Öyle ki paranın hükümsüz kaldığı, parayla elde edemeyeceğimiz yığınla şey karşımızda dağ gibi duruyor. Ama öyle bir kibre bürünmüşüz ki zannediyoruz her şeyi paramızla alabileceğiz! Kabillerin sonu yok, bu Kabillerle elbette mücâdele etmek durumundayız. Bana ne, deme lüksümüz yok. Bu dünyada yaşıyorsak güzel bir şekilde yaşamak için elimizden geleni yapmamız lazım.
Eskiden ben ateşböceklerinin bu kadar fazla olduğunu hatırlamıyorum. Şimdi kendimle ilgili bir duruma da bağlayacağım ama belki birçok sessiz dünyasına çekilmiş insanların ortak bir düşünü ifade edeceğim. Doğadaki dengeyi bozan insan, çeşitli avlanmalar ile kuş sürülerinin de sonunu getirmekte maalesef.
Bakıyoruz etrafta serçe, keklik vb. kuş sürüleri azalmış. Ateşböceklerini yiyerek onların zararını bertaraf eden bir ekolojik denge sekteye uğratılmış. Allah’ın dünya için kurmuş olduğu düzenin ayarları ile oynarsak elbette dünya da bir şekilde hastalıklı hâle gelir. Kaynakları uçsuz bucaksız zannediyoruz ama inanan bireyler olarak dünyanın gerçek yaşam yerimiz olmadığını, insanın ömrünün bir sonu olduğu gibi dünyanın da bir sonu olduğunu unutmamak lazım.
Hak dediğimiz şey sadece bize ait değil, dünyada nefes alan birçok canlıya ait olan hakkı teslim etmek de adalet duygusu ile olur. Velhâsıl kelâm avlanmaların tamamen yasaklanması gerektiğini düşünüyorum. Dünyadaki bu ekolojik dengenin korunması ve zararlı haşerelerin doğal olarak ortadan kaldırılabilmesi için bunun şart olduğunu da belirtmek lâzım.
Eskiden bu kadar ateşböceği sesini duymuyordum acaba kullandığım işitme cihazı mı bu sesi vermiyordu yoksa bu kadar ateşböceği yok muydu bunun yorumunu sağlam duyan kulakların sahiplerine bırakıyorum. Ama şimdilerde duyduğuma göre muhtemelen eskiden çok fazla yoktu bu baş şişiren tını ile ötüşen böcekler.
Bazen içinde bulunduğumuz olumsuz durumları lehe çevirmek lazım.
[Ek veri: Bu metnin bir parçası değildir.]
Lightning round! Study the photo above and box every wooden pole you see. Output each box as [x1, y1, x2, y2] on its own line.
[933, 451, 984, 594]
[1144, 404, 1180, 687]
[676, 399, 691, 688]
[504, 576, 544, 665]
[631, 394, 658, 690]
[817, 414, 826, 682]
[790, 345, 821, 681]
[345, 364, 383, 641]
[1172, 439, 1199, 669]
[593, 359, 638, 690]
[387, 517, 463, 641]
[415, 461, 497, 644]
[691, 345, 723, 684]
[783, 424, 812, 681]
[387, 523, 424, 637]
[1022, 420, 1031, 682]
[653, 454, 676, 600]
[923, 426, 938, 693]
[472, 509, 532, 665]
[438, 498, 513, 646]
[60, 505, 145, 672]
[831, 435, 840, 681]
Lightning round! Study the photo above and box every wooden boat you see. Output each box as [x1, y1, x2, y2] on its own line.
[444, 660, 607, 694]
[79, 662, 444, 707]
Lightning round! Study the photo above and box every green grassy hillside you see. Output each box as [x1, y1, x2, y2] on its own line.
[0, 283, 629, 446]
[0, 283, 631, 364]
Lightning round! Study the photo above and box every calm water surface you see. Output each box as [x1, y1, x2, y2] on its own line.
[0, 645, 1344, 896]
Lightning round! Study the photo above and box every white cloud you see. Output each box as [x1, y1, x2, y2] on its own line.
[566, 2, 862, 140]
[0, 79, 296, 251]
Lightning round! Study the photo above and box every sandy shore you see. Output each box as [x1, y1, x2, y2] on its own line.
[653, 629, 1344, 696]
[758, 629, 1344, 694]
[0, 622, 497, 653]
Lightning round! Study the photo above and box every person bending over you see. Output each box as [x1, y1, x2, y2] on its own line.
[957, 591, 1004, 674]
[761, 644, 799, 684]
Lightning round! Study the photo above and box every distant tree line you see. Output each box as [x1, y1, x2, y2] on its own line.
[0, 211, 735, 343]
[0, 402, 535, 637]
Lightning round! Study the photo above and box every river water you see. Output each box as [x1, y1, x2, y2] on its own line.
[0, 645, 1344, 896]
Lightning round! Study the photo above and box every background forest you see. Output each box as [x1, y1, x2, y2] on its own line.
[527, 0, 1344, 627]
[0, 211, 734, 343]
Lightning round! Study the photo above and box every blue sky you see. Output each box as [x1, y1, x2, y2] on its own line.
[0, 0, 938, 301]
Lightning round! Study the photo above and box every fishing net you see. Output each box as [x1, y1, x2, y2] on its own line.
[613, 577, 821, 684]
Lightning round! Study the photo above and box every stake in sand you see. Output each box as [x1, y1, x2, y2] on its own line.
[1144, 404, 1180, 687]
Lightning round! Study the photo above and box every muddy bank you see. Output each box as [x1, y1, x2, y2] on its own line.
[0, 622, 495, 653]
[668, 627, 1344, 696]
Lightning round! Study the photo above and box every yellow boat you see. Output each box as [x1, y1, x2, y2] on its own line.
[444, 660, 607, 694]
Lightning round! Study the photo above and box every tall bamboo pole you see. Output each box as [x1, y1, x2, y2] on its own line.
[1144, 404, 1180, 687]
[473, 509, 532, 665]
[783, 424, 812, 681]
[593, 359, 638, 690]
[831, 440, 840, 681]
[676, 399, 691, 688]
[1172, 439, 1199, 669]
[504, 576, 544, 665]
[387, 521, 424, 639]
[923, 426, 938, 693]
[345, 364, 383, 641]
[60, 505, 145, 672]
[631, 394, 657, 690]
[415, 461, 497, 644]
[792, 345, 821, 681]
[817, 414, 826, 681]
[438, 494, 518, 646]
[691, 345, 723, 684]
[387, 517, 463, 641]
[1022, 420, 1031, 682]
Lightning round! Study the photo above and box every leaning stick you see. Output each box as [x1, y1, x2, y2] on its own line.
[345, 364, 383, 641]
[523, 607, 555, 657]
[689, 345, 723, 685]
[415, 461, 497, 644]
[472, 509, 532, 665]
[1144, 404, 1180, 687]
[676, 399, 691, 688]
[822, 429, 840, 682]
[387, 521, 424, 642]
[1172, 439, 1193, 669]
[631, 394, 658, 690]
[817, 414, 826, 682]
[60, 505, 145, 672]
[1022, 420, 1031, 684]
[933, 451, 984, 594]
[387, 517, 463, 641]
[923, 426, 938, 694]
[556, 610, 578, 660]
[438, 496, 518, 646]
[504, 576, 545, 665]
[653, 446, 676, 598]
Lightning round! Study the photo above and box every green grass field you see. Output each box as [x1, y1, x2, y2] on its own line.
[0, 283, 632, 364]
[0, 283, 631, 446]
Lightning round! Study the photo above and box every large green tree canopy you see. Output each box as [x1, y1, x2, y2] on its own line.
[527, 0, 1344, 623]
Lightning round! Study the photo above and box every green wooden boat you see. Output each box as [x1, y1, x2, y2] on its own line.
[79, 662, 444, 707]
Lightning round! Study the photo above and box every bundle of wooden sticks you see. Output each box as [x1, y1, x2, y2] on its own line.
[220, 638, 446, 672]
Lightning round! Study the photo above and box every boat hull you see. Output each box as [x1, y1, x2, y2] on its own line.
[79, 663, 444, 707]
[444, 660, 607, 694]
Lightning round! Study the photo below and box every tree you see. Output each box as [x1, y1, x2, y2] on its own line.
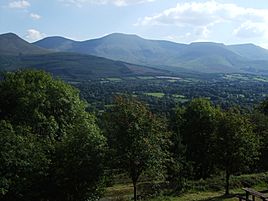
[179, 98, 220, 179]
[214, 110, 259, 195]
[250, 100, 268, 172]
[103, 97, 168, 201]
[0, 70, 106, 201]
[0, 120, 50, 200]
[166, 107, 188, 191]
[258, 98, 268, 116]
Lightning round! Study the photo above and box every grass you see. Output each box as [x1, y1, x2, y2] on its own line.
[102, 173, 268, 201]
[144, 92, 165, 98]
[138, 76, 154, 80]
[106, 77, 122, 82]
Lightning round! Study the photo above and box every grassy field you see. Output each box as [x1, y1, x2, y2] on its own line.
[144, 92, 165, 98]
[101, 173, 268, 201]
[106, 77, 122, 82]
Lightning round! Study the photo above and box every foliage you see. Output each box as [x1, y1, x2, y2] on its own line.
[180, 99, 219, 179]
[0, 70, 106, 201]
[106, 97, 168, 200]
[214, 110, 259, 194]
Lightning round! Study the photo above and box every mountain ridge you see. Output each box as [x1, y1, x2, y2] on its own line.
[34, 33, 268, 73]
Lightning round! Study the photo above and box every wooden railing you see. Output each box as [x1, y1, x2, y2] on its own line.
[237, 188, 268, 201]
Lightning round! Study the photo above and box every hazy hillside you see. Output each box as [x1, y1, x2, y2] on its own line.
[34, 33, 268, 73]
[0, 33, 51, 55]
[228, 44, 268, 60]
[0, 34, 171, 79]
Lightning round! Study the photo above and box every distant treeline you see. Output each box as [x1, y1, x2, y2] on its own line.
[0, 70, 268, 201]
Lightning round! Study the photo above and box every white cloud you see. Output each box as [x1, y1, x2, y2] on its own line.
[9, 0, 31, 9]
[30, 13, 41, 20]
[135, 0, 268, 38]
[233, 21, 268, 38]
[60, 0, 155, 7]
[26, 29, 45, 41]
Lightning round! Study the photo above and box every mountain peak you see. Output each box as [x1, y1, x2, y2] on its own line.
[0, 33, 49, 55]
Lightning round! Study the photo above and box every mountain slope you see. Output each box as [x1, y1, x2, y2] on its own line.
[34, 33, 268, 73]
[227, 44, 268, 60]
[34, 33, 186, 65]
[0, 34, 171, 80]
[0, 33, 51, 55]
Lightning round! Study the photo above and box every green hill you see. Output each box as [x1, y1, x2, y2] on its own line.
[0, 33, 51, 55]
[34, 33, 268, 73]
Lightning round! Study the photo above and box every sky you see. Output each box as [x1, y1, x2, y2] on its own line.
[0, 0, 268, 49]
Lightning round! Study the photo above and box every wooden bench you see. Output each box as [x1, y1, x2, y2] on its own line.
[236, 188, 268, 201]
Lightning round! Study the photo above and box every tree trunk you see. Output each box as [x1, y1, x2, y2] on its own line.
[133, 181, 137, 201]
[225, 170, 230, 195]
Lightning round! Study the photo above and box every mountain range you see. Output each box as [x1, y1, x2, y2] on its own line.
[34, 33, 268, 73]
[0, 33, 171, 80]
[0, 33, 268, 77]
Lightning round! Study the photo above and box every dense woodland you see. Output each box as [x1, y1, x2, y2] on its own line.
[0, 70, 268, 201]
Ya da iyi açıdan bakmak lâzım. Meselâ işitme cihazı kullanan bireyler uyuduklarında işitme cihazlarını çıkarırlar. Çünkü zarar görmesi söz konusu. Ve işitme kayıpları da ileri ise cihazı çıkardıklarında çevrelerindeki sesi duymazlar.
Dolayısıyla cihazını çıkaran insanlar ateşböceklerinin o dayanılmaz sesinden uzaklaşmış olurlar bir nevi. Ama bir şey daha var ki işitme sorunu yaşayan insanların yine çözüme kavuşturamadıkları bir şey var ki, çınlama konusu. Belki bu yazımı bir tabip okur da bir şifa yolunu biliyorsa bize bir muştu verir ama henüz ben şâhit olmadım.
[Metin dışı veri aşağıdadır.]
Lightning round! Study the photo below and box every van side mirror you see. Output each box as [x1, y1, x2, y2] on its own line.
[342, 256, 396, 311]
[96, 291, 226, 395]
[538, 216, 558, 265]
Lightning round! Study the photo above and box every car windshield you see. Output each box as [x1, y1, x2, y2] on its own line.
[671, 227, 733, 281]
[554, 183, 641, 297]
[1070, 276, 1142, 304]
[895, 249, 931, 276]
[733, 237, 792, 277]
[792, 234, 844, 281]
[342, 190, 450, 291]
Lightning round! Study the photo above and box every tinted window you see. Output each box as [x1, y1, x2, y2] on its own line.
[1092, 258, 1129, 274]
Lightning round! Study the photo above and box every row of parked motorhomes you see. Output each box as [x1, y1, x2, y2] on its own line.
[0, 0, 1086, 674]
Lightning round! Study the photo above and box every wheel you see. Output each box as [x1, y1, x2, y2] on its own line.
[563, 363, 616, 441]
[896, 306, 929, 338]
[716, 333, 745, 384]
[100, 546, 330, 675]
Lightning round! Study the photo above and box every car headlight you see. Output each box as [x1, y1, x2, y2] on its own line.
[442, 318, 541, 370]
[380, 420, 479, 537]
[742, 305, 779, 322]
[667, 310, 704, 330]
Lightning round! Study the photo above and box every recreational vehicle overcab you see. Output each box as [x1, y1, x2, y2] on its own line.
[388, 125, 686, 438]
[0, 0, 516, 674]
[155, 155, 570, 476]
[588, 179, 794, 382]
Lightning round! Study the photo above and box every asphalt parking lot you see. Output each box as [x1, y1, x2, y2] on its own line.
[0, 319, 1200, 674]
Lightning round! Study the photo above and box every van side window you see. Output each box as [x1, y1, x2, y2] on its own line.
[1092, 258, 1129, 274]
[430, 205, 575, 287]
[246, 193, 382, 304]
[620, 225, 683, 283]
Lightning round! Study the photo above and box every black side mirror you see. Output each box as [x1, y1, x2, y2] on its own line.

Meselâ çınlama olayı kiminde bir araç sesi, kiminde ateş böceği sesi, kiminde tren sesi gibi değişik sesler ile tezahür edebilir. İşitme cihazını çıkarsalar da bu sesi duymaya devam ederler. Dolayısıyla zihnen yorgundurlar. Bunu karşı taraftaki insanlara anlatamazlar ama. Çünkü görünürde bir yara bere olmadığı için karşısındakinin durumunun gayet iyi olduğunu düşünürler. Oysa içinde ne fırtınalar kopuyor haberi yok. O yüzden çevrenizdeki bu tür sıkıntılar yaşayan insanlara biraz daha hassas olmakta fayda var.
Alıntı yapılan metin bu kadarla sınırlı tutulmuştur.